I grind my teeth in determination, but my stomach churns.

Do it, Bastien!

“Bastien, the witness! She’s getting away!” Jules’s voice rings closer. She’s climbing up the riverbank, pursuing Sabine.

I jerk around in Sabine’s direction. She’s already off the bridge. She and Jules will cross paths at any moment. “You can grab her before I can!”

“Hurry!” Ailesse calls to her friend.

Thump, drag, thump. Jules clears the top of the riverbank. She’s limping.

Sabine tries to get past her, but Jules whips out her knife. Sabine shrieks as it slices across the side of her waist.

“No!” Ailesse wrestles against me. “Run, Sabine!”

Sabine barely dodges another swipe from Jules. Both girls are slow from their wounds.

Jules misses again. Sabine takes her opening and kicks Jules’s hurt leg. Jules cries out and clutches her knee.

Ailesse’s muscles tense. “Now’s your chance! Go, Sabine!”
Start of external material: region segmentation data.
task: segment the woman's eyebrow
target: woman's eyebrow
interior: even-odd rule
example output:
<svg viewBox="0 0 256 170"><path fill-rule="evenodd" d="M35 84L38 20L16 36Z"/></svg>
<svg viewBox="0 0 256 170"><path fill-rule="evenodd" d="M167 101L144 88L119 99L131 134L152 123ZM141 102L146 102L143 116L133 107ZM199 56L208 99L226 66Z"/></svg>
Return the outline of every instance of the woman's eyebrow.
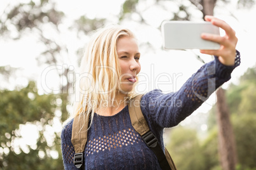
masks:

Sabine shoots Ailesse a fierce look. “I’ll come back for you!” She whirls away, hurrying as fast as she can down the road to the forest. One of her hands presses to her bleeding head. The other holds the gash at her waist.
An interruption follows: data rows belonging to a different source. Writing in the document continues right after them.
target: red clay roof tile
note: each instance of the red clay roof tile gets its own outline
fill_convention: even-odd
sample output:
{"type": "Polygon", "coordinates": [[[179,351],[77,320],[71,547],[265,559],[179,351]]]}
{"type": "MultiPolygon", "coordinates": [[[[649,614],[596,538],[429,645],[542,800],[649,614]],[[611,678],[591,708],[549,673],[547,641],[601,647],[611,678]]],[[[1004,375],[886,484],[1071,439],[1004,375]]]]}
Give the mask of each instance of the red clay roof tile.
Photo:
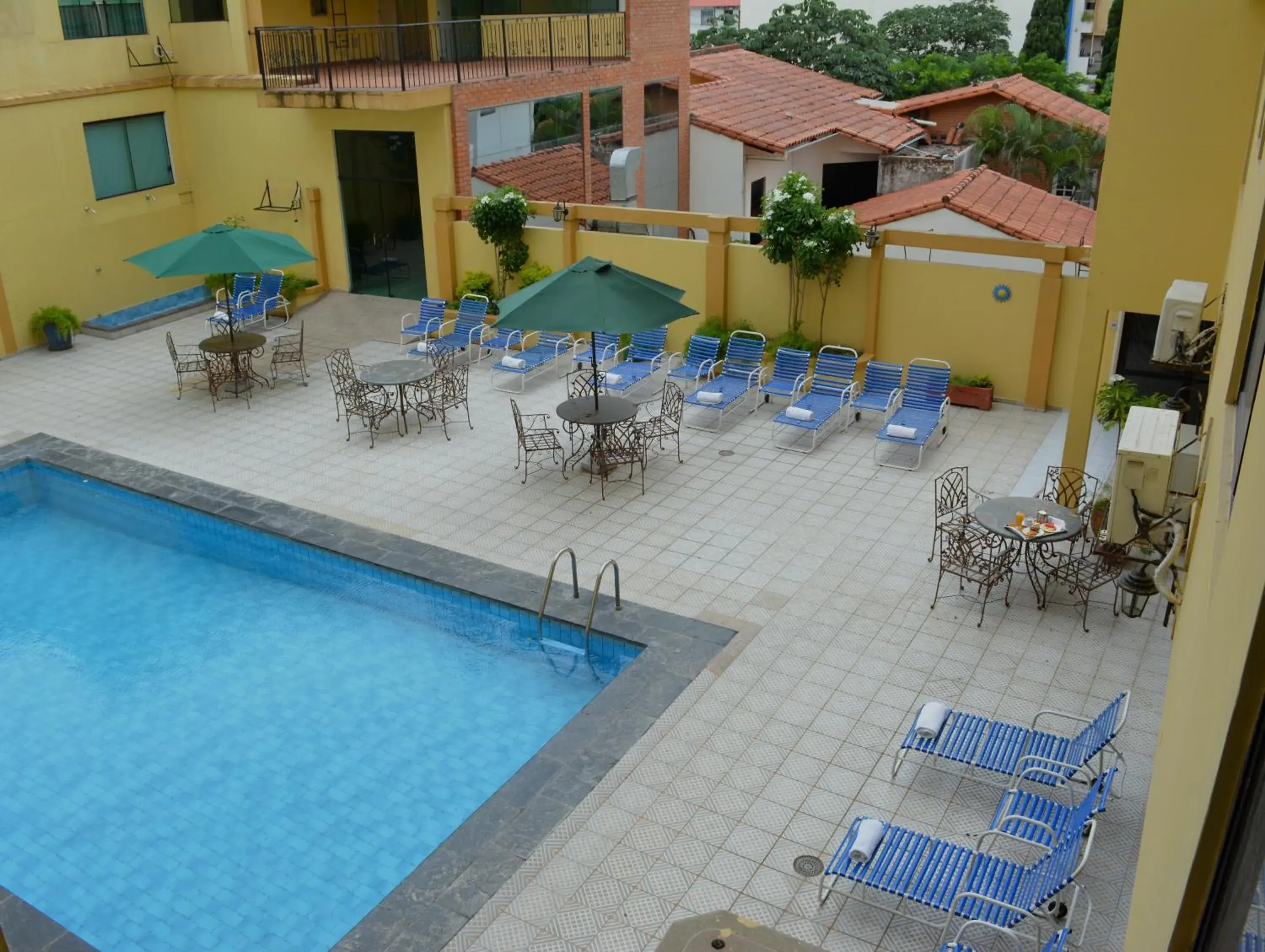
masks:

Jules struggles to stand upright again. “Bastien, we have to do something! She’ll go back and get the rest of her people. She told me they can track us with their magic.”

I shift, suddenly dizzy. “Marcel would have said if that were possible.”

“Marcel doesn’t know everything!” She stumbles after Sabine.

Marcel. He’s off the road and in the trees somewhere, on the lookout for Ailesse’s soulmate. But now I need him here. He can prove Jules wrong. I shout his name, but he doesn’t call back.

Ailesse’s upper lip curls. “None of you fathom how deeply this night will cost you.”

I draw my knife back a fraction from her throat, then check myself. What does she know? I’ve thought through my revenge countless times—through every possible scenario. If one of the Bone Criers happened to escape, we planned to kill the other and— “Leave her bones! The ones belonging to her.” I rattle Ailesse, and she almost falls off the parapet. Jules must have stolen her last bone, and Ailesse’s balance with it. “That’s how their magic works. If we don’t have them anymore, her people can’t find us.”

Sabine, who is ten feet from the border of the forest, freezes. Her pained eyes flash to Ailesse. Jules turns and considers me. I nod to show I’m serious. I’ll kill Ailesse, then hunt down her friend. But if Sabine manages to outrun me, we don’t have to worry.

Ailesse’s glare holds steady. “They’ll still find you.”

I snort. “Your people won’t stand a chance. I’ve lived on the streets of Dovré since I was a child. The best hideouts in the city and the places beneath it—they’re my territory.”

“It doesn’t matter,” she spits. “My famille doesn’t need my grace bones to track you. You and I are soul-bound. That’s enough.” She draws herself taller. Blood trickles down her neck from my blade. “You’re right that our magic lies in bones. I used them to summon you here. You came when you heard my song, and the gods let you because they chose you for me. Now your soul is mine in life and in death.” The mist rises behind her, clinging to her body. “If you kill me, you’ll die with me.”